Raising interest rates could affect consumer spending since borrowing money will cost more, making consumers less likely to make large purchases on cars and homes. Fewer large purchases could allow the supply chain to correct itself and grow again, especially given current high prices due to shortages.
"I would say that the committee is of a mind to raise the federal funds rate at the March meeting, assuming that the conditions are appropriate for doing so," said Jerome H. Powell, Chair of the Federal Reserve at the Fed meeting last month.
During the pandemic, the supply chain suffered as workers stayed home to prevent the spread of COVID-19. The shortage of goods available paired with limited international trade limited where consumers could spend their money. As a result, businesses with products still available to consumers began facing increasing demands, and prices for goods continued to increase. For example, in 2020, the price of hand sanitizer increased 53%, while other supply chain items, including metals for manufacturing, continue to face growing shipping costs.
The unemployment rate has declined in recent months as people return to work.

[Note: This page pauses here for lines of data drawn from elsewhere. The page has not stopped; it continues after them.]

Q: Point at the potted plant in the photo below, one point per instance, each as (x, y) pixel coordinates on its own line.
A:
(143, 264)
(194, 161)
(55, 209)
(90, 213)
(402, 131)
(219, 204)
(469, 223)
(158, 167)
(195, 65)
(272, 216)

The current unemployment rate hovers at 3.9%, a significant decline from 14.7% in April 2020.
"Progress on vaccinations and an easing of supply constraints are expected to support continued gains in economic activity and employment as well as a reduction in inflation," said the Fed in a statement last month.
While interest rate adjustments seek to affect consumer prices, Dana Peterson, chief economist at the nonpartisan think-tank Conference Board, said people should not expect higher interest rates to reduce consumer prices immediately.
Instead, Peterson said the interest rate increase is "constructive towards addressing these inflationary pressures" as inflation currently rests at a 40-year record high. While the increase in rates will contribute to fixing consumer prices, they may not return to pre-pandemic levels until importing speeds return to normal. Since interest rates only apply to American banks, they do not affect importation costs.
As the Fed signals the first interest rate hike of the year, it risks affecting a stock market already hit by the pandemic and tensions between Russia and Ukraine as Russia shows signs of a potential invasion with the possible intention of annexing Ukraine.
"What they will have to do is say we will respond as conditions warrant," said Diane Swonk, chief economist at Grant Thornton. "We have inflation to deal with, and even with what we're seeing, financial conditions are too loose. That's the only message they can give at this time."
Narayana Kocherlakota, a former regional Fed bank president, pointed out the Fed's difficulties prioritizing lower consumer prices without crashing the economy under current pandemic pressures.
"This Fed is just in a completely different position now," said Narayana. "They're going to be more proactive… This is a very difficult moment."
The uncertainty behind the extent and number of interest rate adjustments the Fed will implement this year has left stockholders attempting to make predictions to increase earnings.
"Until the market and the Fed stop leapfrogging each other in terms of interest rate expectations, the market will stay volatile," said Jim Reid, a Deutsche Bank research strategist, in an email to clients. "With such an extreme month, today's month-end might see some position squaring, so maybe there'll be another late swing/surge/slump in the last 90 minutes."
As the stock market shifts and the Fed prepares to implement the first interest rate hike of 2022, financial services companies continue to adjust their predictions for the remainder of the year.
This year, Goldman Sachs currently expects five interest rate hikes, while Bank of America anticipates seven.
Hikes will occur based on shifts in inflation.